As a follow up to the gasoline picture post, Ben Levine sent me this one by Walker Evans which I was unable to find online
and one by himself, which makes a nice comparison to Elaine Mayes' photo.
Thanks, Ben. (Pitchertaker also linked to an image but the link appears broken)
In response to my recent Mona Lisa Smile post, Nick said, "I don't see what your point is," a valid statement since I didn't include any supporting text. I wanted the photos to just tell their own story at first before I gave them any interpretation. But since you asked...
The Mona Lisa series follows on the heels of Gasoline Pictures which was spurred by a Winogrand quote. Winogrand got me thinking about Frank pioneering the gas station image and I started wondering, well just how many people have explored that idea? I began searching for gas station images and found that I couldn't stop. I think it's quite fascinating to compare how different photographers have approached similar material, some on their own, some with the knowledge in their head of what others have done. And the look of gas stations is very closely connected to specific historical time, so this subject seemed a natural topic.
Putting together the Gasoline Pictures was so fun I decided to repeat it with some other subject. I bumped around a few topics but nothing seemed quite right. It was around then that I saw the current Mark Stienmetz show in Portland, which included the image I posted. I was really taken with the photo. Her pose, her hand, the metal spirals, everything about it was very classical. But it was her face which really sank into my brain. It seemed both expressive and unreadable. What's more it seemed an obvious reference to the Mona Lisa. What was Steinmetz tapping into here which was universal, which perhaps also explained some of the Mona Lisa's power? I started poking around for similar images and that became the next subject.
Looking for Mona Lisa images was like a treasure hunt. Of all the portrait work done over the centuries by photographers, it's amazing how little of it shows anyone smiling. It's as if the smile has been banned from art, relegated to the birthday snapshot, dismissed as unserious out of hand. Finding this particular smile was even more difficult. Pursed lips, the slightest curl at one side, knowing eyes. I looked at a ton of photos and it was always a nice flash of recognition to see these things, to know I'd found one.
Nick's criticism is in some ways accurate. "So far as I can see," he says, "the only Mona Lisa smile here is on the face of the Mona Lisa. The rest may or may not (in some cases) be vague echoes, but all have their own individuality, thank goodness. There are no copies here!" Of course with such a wide range of subjects and photographers this is true. No one is the same and no moment is the same.

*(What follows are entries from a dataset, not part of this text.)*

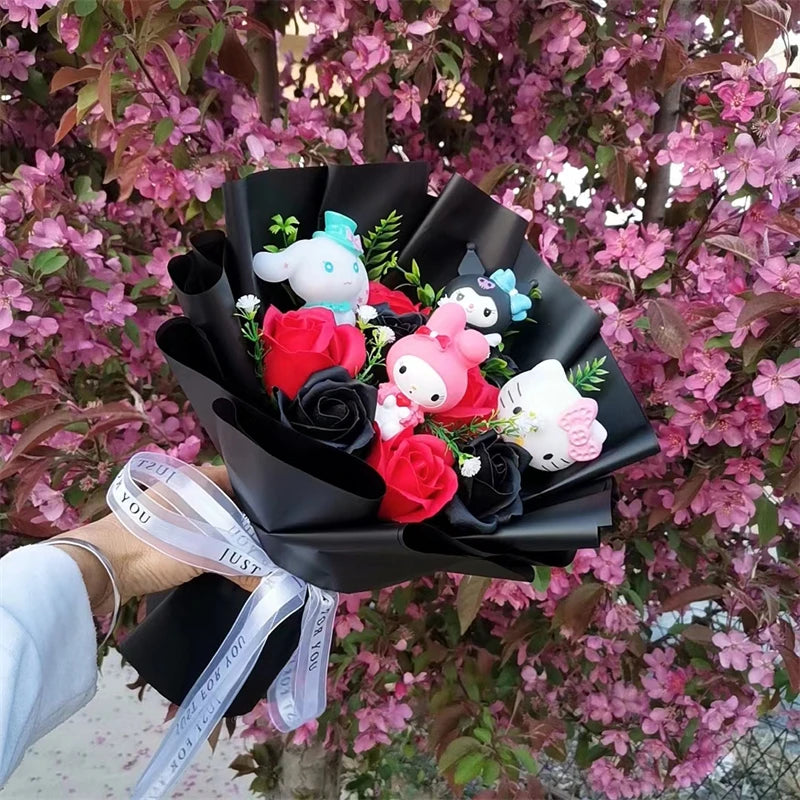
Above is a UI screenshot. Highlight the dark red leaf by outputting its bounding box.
[742,0,791,61]
[736,292,800,328]
[53,103,78,145]
[659,584,722,614]
[647,298,692,358]
[679,53,750,78]
[50,64,100,94]
[553,581,605,638]
[655,37,689,94]
[778,645,800,692]
[217,28,256,86]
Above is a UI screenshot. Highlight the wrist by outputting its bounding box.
[51,531,114,617]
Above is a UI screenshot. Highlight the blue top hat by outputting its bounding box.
[311,211,364,258]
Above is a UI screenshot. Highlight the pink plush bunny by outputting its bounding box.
[375,303,489,440]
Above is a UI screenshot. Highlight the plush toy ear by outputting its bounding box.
[253,239,311,283]
[455,329,489,367]
[458,242,486,275]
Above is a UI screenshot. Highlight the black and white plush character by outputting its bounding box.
[439,243,536,347]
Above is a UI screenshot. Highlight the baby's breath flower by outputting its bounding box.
[357,305,378,323]
[458,456,481,478]
[236,294,261,317]
[372,325,397,347]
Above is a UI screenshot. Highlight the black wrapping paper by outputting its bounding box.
[122,163,657,713]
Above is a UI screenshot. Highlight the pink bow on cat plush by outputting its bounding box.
[558,397,603,461]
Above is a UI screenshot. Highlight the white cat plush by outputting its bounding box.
[253,211,369,325]
[498,359,608,472]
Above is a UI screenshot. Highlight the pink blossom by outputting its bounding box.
[708,479,761,530]
[764,128,800,208]
[86,283,136,325]
[592,544,625,586]
[619,239,665,278]
[703,696,739,731]
[0,36,36,81]
[180,165,225,203]
[755,256,800,296]
[392,81,422,124]
[711,630,758,671]
[58,14,81,53]
[725,456,764,485]
[353,696,413,753]
[527,136,569,174]
[685,350,731,401]
[28,214,103,258]
[0,0,56,33]
[0,278,33,331]
[600,730,631,756]
[717,80,764,122]
[720,133,772,193]
[454,0,492,44]
[31,481,64,522]
[342,28,390,81]
[747,651,777,688]
[753,358,800,410]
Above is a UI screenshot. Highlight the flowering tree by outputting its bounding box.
[0,0,800,800]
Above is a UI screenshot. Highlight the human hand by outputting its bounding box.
[50,466,259,616]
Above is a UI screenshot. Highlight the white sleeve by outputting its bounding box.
[0,545,97,786]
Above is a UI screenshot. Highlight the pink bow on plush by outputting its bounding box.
[414,325,453,350]
[558,397,603,461]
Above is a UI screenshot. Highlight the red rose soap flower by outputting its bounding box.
[432,367,500,428]
[261,306,367,400]
[367,428,458,522]
[367,281,419,314]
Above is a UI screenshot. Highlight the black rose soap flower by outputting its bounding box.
[276,367,378,453]
[443,430,531,533]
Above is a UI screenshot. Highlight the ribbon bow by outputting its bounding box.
[558,397,603,461]
[489,269,533,322]
[107,453,338,800]
[414,325,453,350]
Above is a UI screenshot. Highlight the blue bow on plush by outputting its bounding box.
[489,269,533,322]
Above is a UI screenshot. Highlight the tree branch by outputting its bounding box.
[252,13,281,125]
[364,89,389,161]
[642,0,690,225]
[642,80,683,225]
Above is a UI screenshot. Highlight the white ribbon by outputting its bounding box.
[107,453,338,800]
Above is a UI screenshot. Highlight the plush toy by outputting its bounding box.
[253,211,369,325]
[498,359,608,472]
[439,243,537,347]
[375,303,489,440]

But I think the smile does tie together these images. Perhaps it's similar to the Bechers' industrial studies. The fact that every refinery has its own unique character doesn't negate their commonality. In the case of Mona Lisa it's even more interesting because that image is so ubiquitous. There are very few photographers living or dead who don't know that face, and so it must've been there as a reference on some level, either before the act of creation or afterward. Given the history of that smile, I'm really interested in how photographers have reacted to and interpreted similar ones.
Sooo...long story short I plan for this to become a regular series and I'm open to suggestions for future collections. The web has opened up an entire new frontier of personal curation. It would've been impossible to collect or present these images outside of the internet. Acquiring publication rights alone would've killed any such project. Now we are floating in a sea of photographs and one task is to edit them into something coherent and new.